The sudden collapse of iron ore prices sent the Fortescue Metals Group Limited (ASX: FMG) share price into free fall, down almost 20% in August to a 5 month low of $20.02.
Iron ore prices have rapidly deteriorated from record highs of ~US$230/t to around US$150/t after China pledged to reduce its 2021 steel output in an effort to curb carbon emissions.
Steel producers in major industrial provinces including Anhui, Gansu, Fujian, Jiangsu, Jiangxi, Shandong, and Yunnan were told to limit their production to 2020 volumes.
Iron ore markets have managed to find some support this week on steel demand optimism.
Bloomberg reported that China's central bank chief viewed to "stabilise the supply of credit and boost the amount of money supporting smaller businesses and the real economy, after both credit and economic growth slowed in July".

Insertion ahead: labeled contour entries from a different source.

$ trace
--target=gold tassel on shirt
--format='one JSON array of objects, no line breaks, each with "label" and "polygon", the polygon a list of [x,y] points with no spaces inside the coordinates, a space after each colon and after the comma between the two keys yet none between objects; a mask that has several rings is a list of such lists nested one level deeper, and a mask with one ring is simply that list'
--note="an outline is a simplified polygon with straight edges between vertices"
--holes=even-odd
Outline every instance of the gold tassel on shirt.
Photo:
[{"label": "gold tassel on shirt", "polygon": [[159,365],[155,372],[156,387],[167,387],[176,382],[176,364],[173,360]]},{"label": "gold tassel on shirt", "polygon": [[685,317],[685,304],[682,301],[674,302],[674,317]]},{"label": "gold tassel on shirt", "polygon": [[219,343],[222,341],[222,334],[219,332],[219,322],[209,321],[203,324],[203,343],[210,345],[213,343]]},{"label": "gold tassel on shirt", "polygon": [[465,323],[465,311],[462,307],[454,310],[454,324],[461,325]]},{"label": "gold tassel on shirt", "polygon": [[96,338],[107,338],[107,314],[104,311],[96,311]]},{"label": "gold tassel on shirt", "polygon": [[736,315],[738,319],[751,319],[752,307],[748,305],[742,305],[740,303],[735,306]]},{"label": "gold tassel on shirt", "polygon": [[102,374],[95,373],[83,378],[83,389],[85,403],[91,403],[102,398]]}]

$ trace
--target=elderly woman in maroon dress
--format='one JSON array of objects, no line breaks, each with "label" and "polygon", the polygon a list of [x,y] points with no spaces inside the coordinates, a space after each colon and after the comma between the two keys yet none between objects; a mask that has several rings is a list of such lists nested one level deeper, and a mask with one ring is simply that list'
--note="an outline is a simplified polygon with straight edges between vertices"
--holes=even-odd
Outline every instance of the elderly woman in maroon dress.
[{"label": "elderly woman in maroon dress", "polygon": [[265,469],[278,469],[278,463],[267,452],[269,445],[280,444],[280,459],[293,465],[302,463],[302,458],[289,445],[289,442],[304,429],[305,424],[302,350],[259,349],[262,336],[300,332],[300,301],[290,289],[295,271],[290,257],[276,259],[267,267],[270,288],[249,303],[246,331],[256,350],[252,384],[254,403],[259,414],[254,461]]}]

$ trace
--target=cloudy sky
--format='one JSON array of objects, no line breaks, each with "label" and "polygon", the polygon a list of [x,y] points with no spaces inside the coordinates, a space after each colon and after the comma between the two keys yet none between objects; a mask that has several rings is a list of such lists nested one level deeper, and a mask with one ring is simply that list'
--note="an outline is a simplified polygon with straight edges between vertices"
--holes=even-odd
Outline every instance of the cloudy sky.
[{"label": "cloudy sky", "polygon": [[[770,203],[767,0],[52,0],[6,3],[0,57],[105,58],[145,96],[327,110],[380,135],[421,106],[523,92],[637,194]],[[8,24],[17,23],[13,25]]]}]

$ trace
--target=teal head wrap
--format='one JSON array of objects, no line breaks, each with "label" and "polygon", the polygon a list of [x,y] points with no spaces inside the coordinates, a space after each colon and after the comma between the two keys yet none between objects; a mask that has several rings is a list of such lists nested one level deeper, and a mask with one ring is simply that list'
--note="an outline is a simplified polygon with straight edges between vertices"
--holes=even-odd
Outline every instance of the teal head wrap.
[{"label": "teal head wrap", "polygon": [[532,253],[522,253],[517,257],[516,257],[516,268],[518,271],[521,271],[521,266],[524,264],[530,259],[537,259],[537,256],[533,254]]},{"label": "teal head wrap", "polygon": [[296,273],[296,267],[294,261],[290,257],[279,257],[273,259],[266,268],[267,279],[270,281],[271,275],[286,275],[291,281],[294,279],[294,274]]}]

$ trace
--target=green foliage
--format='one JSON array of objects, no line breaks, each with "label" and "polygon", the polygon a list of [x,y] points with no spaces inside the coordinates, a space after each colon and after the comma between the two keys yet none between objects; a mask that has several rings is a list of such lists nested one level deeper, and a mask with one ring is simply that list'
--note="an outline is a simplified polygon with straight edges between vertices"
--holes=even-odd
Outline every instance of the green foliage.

The prospect of accommodative policies might be why the Fortescue share price has managed to find some support around 5-month lows this week.
But looking ahead, analysts think there could be more pain for iron ore prices.
A bleak outlook for iron ore
According to an article featured on Mining.com, analysts Erik Hedbord and Richard Lu at commodities consultancy CRU Group said a further drop in iron ore prices is possible.
"CRU forecasts iron ore prices to decline further towards the end of the year, as we see a more balanced market with Chinese demand likely to stabilise for the rest of the year, while seaborne supply continues to improve,".
Alongside stabilising demand from China, shipment volumes from iron ore producers in Australia typically improve in the fourth quarter, according to CRU analysts.
Fortescue share price snapshot
The Fortescue share price has tumbled well into negative territory, down 19.5% year-to-date.
The company is expected to release its FY21 full year results on Monday, 30 August.